> ... discussion on CA/cert acceptance hurdles in the UI ....

I am just wondering if we need a dose of PGP-style reality here.

We're really seeing 3 or 4 levels of SSL/TLS happening here - and whilst
they all appear use the same technology - the assurances, UI, operational
regimen, 'investment' and user expectations are way different:

A)      Symbolic Locks (think bicycle locks in Amsterdam, or the little
        plastic luggage locks people use) - just a bit of reassurance
        that snooping is not trivial.

        => so you'd just want your browser to indicate something about
        SSL, just like you causally mention mime-type or port-number.

B)      Some sort of assurance that you are talking to whom you think you
        are talking to - and that such is the case next time round. And
        in a grown up sort of way - but no need to go the investment
        to have some paid minder reassuring you that there is no
        monster under the bed. E.g. some privacy, say on an online forum.

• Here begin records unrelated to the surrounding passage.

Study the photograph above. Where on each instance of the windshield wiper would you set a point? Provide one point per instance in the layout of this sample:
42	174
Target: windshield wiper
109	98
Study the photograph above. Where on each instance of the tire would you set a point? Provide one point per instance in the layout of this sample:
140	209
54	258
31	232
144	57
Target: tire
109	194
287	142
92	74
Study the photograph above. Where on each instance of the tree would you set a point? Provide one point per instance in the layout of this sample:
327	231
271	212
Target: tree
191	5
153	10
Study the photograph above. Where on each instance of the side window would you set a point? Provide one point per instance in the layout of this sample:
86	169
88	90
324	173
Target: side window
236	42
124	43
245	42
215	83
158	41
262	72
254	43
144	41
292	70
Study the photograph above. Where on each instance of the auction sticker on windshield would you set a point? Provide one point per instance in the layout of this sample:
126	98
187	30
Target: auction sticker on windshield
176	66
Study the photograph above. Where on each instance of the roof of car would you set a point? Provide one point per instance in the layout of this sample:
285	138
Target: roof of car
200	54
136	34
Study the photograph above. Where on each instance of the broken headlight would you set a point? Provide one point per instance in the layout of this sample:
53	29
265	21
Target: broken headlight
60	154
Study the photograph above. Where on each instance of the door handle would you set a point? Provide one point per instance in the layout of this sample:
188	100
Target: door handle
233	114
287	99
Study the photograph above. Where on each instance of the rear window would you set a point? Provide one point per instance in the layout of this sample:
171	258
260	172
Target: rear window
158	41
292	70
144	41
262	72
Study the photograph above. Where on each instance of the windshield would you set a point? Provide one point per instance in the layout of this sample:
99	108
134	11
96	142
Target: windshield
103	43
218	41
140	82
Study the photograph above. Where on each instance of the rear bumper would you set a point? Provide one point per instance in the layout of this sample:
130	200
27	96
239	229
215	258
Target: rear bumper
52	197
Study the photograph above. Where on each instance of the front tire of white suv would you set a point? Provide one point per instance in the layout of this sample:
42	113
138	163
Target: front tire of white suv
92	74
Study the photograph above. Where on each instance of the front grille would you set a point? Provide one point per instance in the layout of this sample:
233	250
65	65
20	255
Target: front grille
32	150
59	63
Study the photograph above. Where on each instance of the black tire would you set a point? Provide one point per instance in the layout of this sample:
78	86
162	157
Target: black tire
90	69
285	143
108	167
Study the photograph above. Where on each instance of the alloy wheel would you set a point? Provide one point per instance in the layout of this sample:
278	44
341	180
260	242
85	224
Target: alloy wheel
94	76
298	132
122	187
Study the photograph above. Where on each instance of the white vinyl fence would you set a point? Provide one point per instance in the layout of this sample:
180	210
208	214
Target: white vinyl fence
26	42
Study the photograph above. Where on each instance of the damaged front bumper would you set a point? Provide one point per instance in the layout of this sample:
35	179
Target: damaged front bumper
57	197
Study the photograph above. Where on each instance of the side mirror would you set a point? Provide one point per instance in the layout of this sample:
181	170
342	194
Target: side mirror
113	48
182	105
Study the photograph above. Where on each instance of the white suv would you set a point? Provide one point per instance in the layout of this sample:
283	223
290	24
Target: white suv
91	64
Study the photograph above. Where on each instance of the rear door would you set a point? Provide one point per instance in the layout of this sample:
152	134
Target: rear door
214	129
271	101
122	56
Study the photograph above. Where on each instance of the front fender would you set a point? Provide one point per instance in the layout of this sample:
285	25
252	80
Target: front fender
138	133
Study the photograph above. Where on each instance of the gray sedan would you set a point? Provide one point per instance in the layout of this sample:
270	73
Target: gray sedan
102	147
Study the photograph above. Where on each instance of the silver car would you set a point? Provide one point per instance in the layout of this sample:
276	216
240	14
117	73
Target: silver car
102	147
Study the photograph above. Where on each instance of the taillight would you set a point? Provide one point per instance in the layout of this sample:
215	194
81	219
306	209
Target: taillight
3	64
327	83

        => so in this case you'd probably want a near friction less
        or perhaps even invisible initial persistent accept and
        some sort of low-key warning if the cert or chain changed
        over time beyond some range.

C)      Fair assurance that you are talking with whom you think
        you are talking to - is really that entity - and some
        trust. E.g. the canonical credit card payment case.

        => behaviour as we have today.

D)      Proper TLS; where both each end of the connection has a well
        defined idea of the reliability. E.g. the authenticate
        properly with an x509 to a server with a cert against
        an explicit list of CA's which are carefully selected
        by the 'powers that be' and with full CRLs.

Unfortunately there is currently no way for the server to indicate any
of this; or the user to indicate what his or her expectations are.

So my take is that it is pretty much impossible to get the UI to do
the right thing - until it has this information* - and even then
you have a fair chunk of education left to do :).

But without it - the entire discussion is moot.

As to technical options to accomplish this - it would not be hard
to *_socialise_* a few small technical hints: i.e if it is a
straight  self-signed server, certificate, with minimal data - assume
A; case C is easy; and in case 'D' one would care enough to have
a proper set-up.

That just leaves case B - and distinguishing it from a failed C.  And
that is hard. Especially as a messy B should not compromise a C.

So I guess that needs some very clear marker from the site owner. Which
could be as simple as insisting on things like an funky DN, a CN with
the FQDN set to something like 'ad-hoc', a concept that a certificate
with just a CN, but no other O, OU, L or C fields.

And obviously one could try to boil the ocean; write a small RFC
detailing some OID to put in the certificate for case A & B :) - and
include the fewlines of openssl in the document to make your own
'B' certificate.

Key would not be the technical aspect - but socialising it with enough
webmaster folks** that there is enough of a mass to tempt them
browser boys. And that is the going to be the very hard part :)


Dw

*)  I strongly think that the current plug-ins which check if a
    certificates fingerprint is the same from multiple vantage
    points around the internet is really quite orthogonal to this
    issue. So no solace there.

**) And capitalise on the fact that they need to recreate their certificates
    as most folks seem to stick to the default 365 days.